El balance vocal no se alejó de lo que viene siendo habitual: buena elección de cantantes que, sin deslumbrar, nos elevan siempre el espectáculo por encima de lo visual. La mayoría con voz ajustada a su papel, con la excepción de Giovanni Sala (Tamino), cuya emisión lírica se aleja del frío metal que pide este príncipe, precedente del tenor heroico que luego Wagner haría inmortal y el insuficiente Monostatos de Brenton Ryan, a quien no se le llegaba a escuchar. A destacar la presencia y solemnidad en el Sarastro del bajo Matthew Rose; el excelente registro vocal de la joven soprano española Serena Sáenz (premio Ópera Actual 2023), que encarna una Pamina de corte muy alemán; la demostrada coloratura (aunque no tanta agilidad) de la especialista en Reina de la Noche, Rainelle Krause, quien tuvo problemas en su primera aria para luego abordar con soltura la segunda, tan pirotécnica y popular; la correcta Iria Goti, del Centro de Perfeccionamiento, componiendo una graciosa Papagena en lo gestual y la magnífica prestación tanto vocal como actoral del barítono Gyula Orendt como Papageno, quizás el rol operístico con más personalidad y que, cuando no se exagera, suele arrasar.

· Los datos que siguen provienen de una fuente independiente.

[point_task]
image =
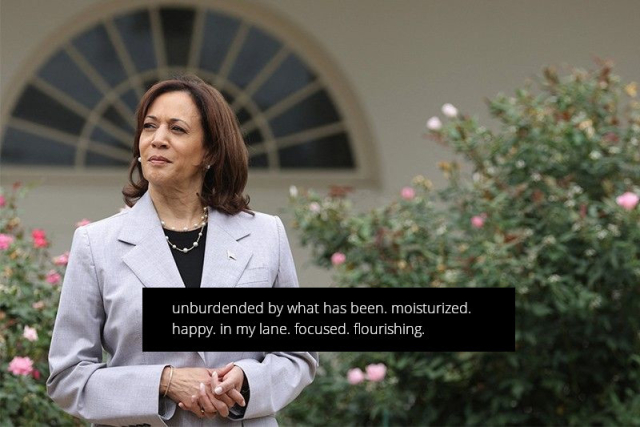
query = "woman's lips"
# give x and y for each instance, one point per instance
(156, 160)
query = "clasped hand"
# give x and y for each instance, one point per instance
(206, 392)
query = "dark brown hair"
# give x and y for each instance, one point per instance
(225, 149)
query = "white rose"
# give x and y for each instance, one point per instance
(434, 123)
(449, 111)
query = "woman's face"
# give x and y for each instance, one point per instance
(172, 143)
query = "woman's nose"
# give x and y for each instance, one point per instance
(159, 138)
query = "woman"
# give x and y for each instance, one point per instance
(189, 225)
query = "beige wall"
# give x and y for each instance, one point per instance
(403, 59)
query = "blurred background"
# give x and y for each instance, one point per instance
(328, 92)
(339, 93)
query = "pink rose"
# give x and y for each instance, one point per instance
(355, 376)
(434, 124)
(30, 333)
(628, 200)
(338, 258)
(21, 366)
(5, 241)
(477, 221)
(39, 238)
(408, 193)
(53, 277)
(82, 222)
(61, 259)
(38, 233)
(376, 372)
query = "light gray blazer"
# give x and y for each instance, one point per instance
(101, 307)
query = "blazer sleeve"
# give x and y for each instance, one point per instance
(280, 377)
(79, 381)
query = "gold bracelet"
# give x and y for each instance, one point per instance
(170, 378)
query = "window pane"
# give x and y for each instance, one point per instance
(243, 116)
(259, 162)
(177, 27)
(23, 148)
(38, 107)
(135, 30)
(61, 72)
(100, 136)
(130, 98)
(257, 50)
(94, 159)
(254, 137)
(332, 152)
(219, 31)
(291, 76)
(96, 47)
(314, 111)
(115, 117)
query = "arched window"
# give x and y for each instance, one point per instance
(76, 109)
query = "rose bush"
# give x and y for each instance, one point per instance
(550, 208)
(29, 293)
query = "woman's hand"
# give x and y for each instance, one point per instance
(186, 383)
(227, 391)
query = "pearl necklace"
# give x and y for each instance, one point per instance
(204, 219)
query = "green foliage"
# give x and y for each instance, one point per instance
(539, 212)
(27, 299)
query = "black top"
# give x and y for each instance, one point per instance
(190, 267)
(189, 264)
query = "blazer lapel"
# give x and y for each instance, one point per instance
(151, 259)
(225, 259)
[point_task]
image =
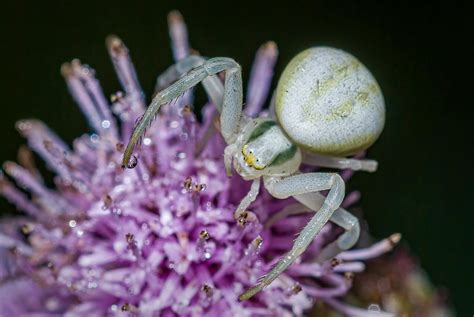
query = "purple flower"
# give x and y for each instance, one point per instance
(161, 239)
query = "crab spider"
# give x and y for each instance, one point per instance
(327, 106)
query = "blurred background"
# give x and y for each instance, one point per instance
(418, 53)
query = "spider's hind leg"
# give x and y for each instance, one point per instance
(296, 186)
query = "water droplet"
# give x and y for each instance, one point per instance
(94, 138)
(116, 211)
(92, 285)
(105, 124)
(146, 141)
(137, 120)
(374, 308)
(207, 254)
(132, 162)
(52, 304)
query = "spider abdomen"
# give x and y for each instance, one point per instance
(329, 103)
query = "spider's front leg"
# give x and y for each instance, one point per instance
(231, 105)
(299, 186)
(339, 162)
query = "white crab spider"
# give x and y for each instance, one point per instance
(327, 106)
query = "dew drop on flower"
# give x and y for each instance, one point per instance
(374, 308)
(105, 124)
(132, 163)
(146, 141)
(94, 138)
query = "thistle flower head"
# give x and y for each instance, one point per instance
(160, 238)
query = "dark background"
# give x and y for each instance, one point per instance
(418, 53)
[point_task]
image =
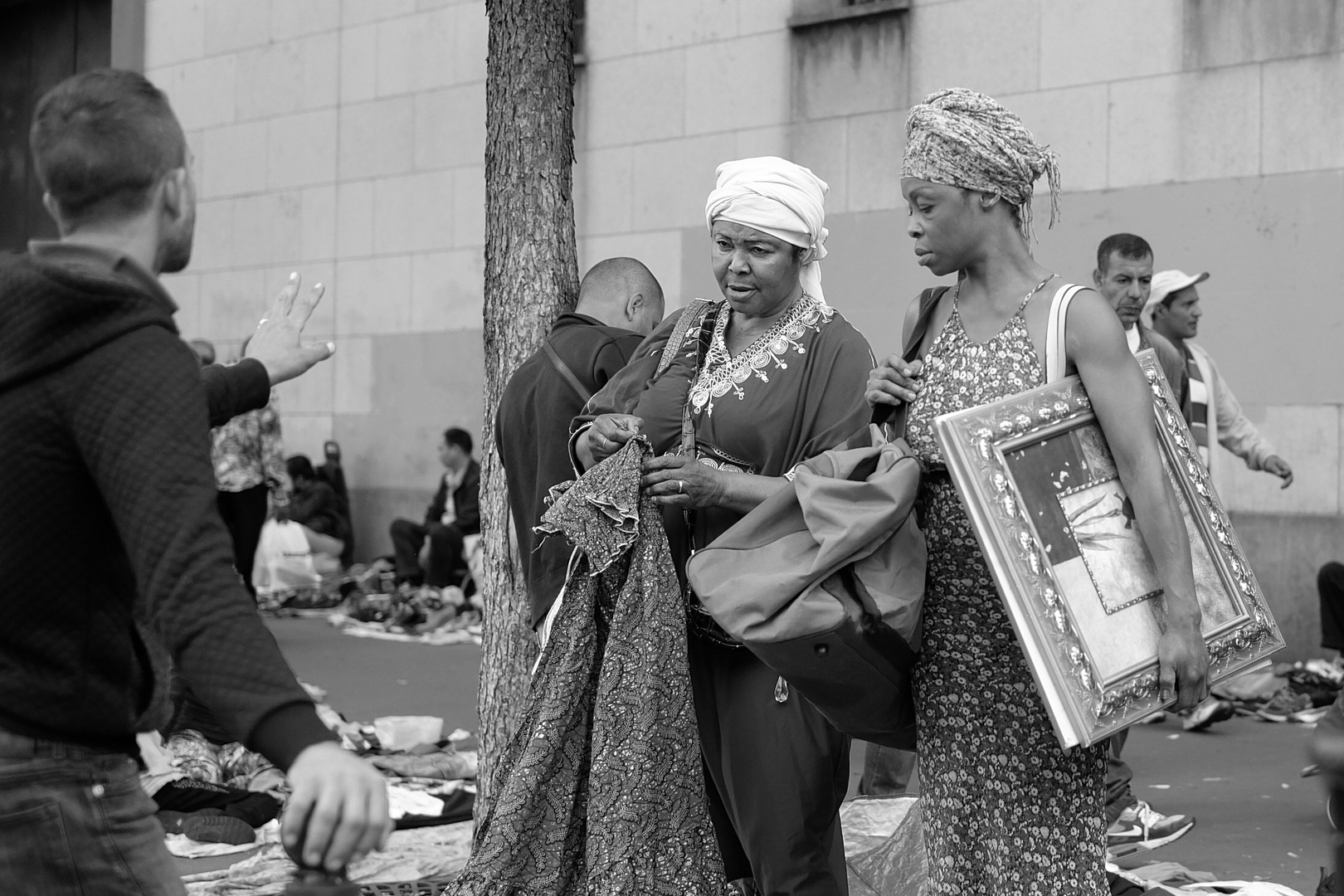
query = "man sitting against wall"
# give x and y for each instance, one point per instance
(453, 514)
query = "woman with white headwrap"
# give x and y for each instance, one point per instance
(763, 379)
(1006, 809)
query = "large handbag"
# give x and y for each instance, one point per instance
(824, 581)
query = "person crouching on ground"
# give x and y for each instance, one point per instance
(431, 553)
(771, 377)
(1006, 807)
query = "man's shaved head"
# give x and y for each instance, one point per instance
(621, 292)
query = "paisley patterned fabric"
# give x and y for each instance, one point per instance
(1006, 809)
(722, 373)
(601, 789)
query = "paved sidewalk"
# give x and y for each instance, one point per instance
(1230, 778)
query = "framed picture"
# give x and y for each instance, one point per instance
(1059, 533)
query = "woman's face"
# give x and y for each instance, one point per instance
(757, 273)
(944, 223)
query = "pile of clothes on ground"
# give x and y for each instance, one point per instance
(374, 607)
(218, 800)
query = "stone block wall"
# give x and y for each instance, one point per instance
(344, 139)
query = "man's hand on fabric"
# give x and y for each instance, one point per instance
(1280, 468)
(277, 343)
(338, 811)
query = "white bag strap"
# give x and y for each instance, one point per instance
(1057, 356)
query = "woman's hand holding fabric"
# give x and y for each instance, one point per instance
(609, 433)
(678, 481)
(894, 381)
(1183, 663)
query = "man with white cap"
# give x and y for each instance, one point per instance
(1211, 410)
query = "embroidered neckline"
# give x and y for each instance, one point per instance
(721, 373)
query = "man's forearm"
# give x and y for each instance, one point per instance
(234, 388)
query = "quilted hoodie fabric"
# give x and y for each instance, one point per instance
(601, 789)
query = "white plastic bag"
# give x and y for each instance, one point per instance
(284, 559)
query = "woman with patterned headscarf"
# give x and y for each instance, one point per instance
(733, 394)
(1006, 809)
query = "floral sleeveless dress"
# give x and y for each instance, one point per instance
(1006, 809)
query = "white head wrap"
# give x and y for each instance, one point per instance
(778, 197)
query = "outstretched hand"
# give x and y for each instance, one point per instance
(277, 343)
(338, 811)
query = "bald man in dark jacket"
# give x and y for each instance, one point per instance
(620, 304)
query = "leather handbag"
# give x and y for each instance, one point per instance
(824, 581)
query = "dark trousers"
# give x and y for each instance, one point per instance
(888, 772)
(1118, 774)
(1329, 586)
(446, 553)
(245, 514)
(74, 822)
(777, 774)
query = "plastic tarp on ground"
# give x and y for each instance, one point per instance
(884, 846)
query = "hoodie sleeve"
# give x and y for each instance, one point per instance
(139, 419)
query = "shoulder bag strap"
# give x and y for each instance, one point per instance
(1057, 353)
(563, 370)
(928, 305)
(691, 316)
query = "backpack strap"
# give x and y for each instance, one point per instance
(691, 316)
(563, 370)
(928, 305)
(1057, 353)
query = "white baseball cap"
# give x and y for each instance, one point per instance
(1171, 281)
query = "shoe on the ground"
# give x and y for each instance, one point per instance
(219, 829)
(1283, 704)
(1207, 712)
(1140, 826)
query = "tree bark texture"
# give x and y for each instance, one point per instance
(531, 278)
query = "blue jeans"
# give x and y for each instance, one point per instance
(75, 822)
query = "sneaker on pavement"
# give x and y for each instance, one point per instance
(1207, 712)
(1283, 704)
(1140, 826)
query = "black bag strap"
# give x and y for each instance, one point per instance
(691, 316)
(928, 305)
(563, 370)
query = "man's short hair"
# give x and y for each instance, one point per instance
(459, 437)
(101, 140)
(300, 468)
(1127, 245)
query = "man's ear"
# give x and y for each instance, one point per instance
(175, 193)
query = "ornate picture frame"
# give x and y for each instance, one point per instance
(1057, 528)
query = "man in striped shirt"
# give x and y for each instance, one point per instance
(1213, 411)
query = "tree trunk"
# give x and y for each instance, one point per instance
(531, 278)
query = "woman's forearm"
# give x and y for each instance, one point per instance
(1163, 527)
(743, 492)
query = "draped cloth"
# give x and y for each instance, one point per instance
(601, 789)
(778, 197)
(968, 140)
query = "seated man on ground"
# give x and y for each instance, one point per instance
(453, 514)
(314, 507)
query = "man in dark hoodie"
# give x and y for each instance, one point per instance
(104, 446)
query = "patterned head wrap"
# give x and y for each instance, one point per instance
(778, 197)
(965, 139)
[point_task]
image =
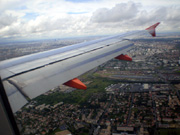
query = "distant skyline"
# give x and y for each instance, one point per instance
(42, 19)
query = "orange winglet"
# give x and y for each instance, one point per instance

Los conjuntos de la casa, como siempre, volvieron a triunfar. La OCV, un tanto desajustada con respecto a los cantantes en algún pasaje, brilló con un sonido aterciopelado a lo Filarmónica de Viena con Karl Böhm y el Coro no le fue atrás, controlando en todo momento cualquier ansia de efusividad, sabedores de que en Mozart todo es gusto, encaje y ecuanimidad.

No quiero terminar sin mencionar las reveladoras palabras que pronuncia el personaje interpretado por José Sacristán en “Roma”, esa excelente película que dirigió en 2004 Adolfo Aristarain. Encarna a un escritor maduro y desengañado, al parecer muy aficionado a la música clásica, pues le vemos en una estancia repleta de discos escuchando a todo volumen una sinfonía de Brahms. En un momento determinado dice que la música ya no le apasiona como cuando era joven y que ha dejado de sentir esa incontenible emoción que protagonizaba el descubrimiento de nuevas obras y la asistencia a los primeros conciertos… tal y como me ocurre a mí, muy a mi pesar. Y es que la música, como las personas, también es sujeto de enamoramiento, cuyo irrefrenable fulgor no puede durar más que el conocimiento de lo amado, hasta que con el tiempo se convierte en la aceptada repetición de una remansada cotidianidad.

Finaliza con suspenso en lo escénico y notable alto en lo musical la presente temporada de grandes óperas en Valencia. En la próxima tendremos “Manon” (J. Massenet-1882), “Il Trovatore” (G. Verdi-1853), “Diálogo de Carmelitas” (F. Poulenc-1953), “L´Orfeo” (C. Monteverdi-1607), “El holandés errante” (R. Wagner-1843), “Gianni Schicchi” (G. Puccini-1918), “Tamerlano” (G.F. Händel-1724) y “Roberto Devereux” (G. Donizetti-1837), sin olvidar los recitales de Juan Diego Flórez, Sondra Radvanocsky y Piotr Beczala, Joyce DiDonato o el anhelado debut de Anna Netrebko en El Palau de Les Arts. Tras dieciocho años ininterrumpidos, espero estar, porque no lo puedo dejar, aunque cada año sea más escéptico, como Sacristán. Son las tremendas cosas de la edad…


No hay una grabación que exprese mejor lo que musicalmente significa el singspiel alemán que la registrada por EMI en 1964, dirigiendo Otto Klemperer a esa maravilla de los años sesenta que fue la Orquesta y Coros Philharmonia, junto con las más destacadas voces del momento para cada personaje principal: Gedda, Janowitz, Berry, Unger, Popp, Frick, Schwarzkopf y Ludwig quienes, al no interpretar las partes habladas, impidieron que este registro tenga la consideración de referencial.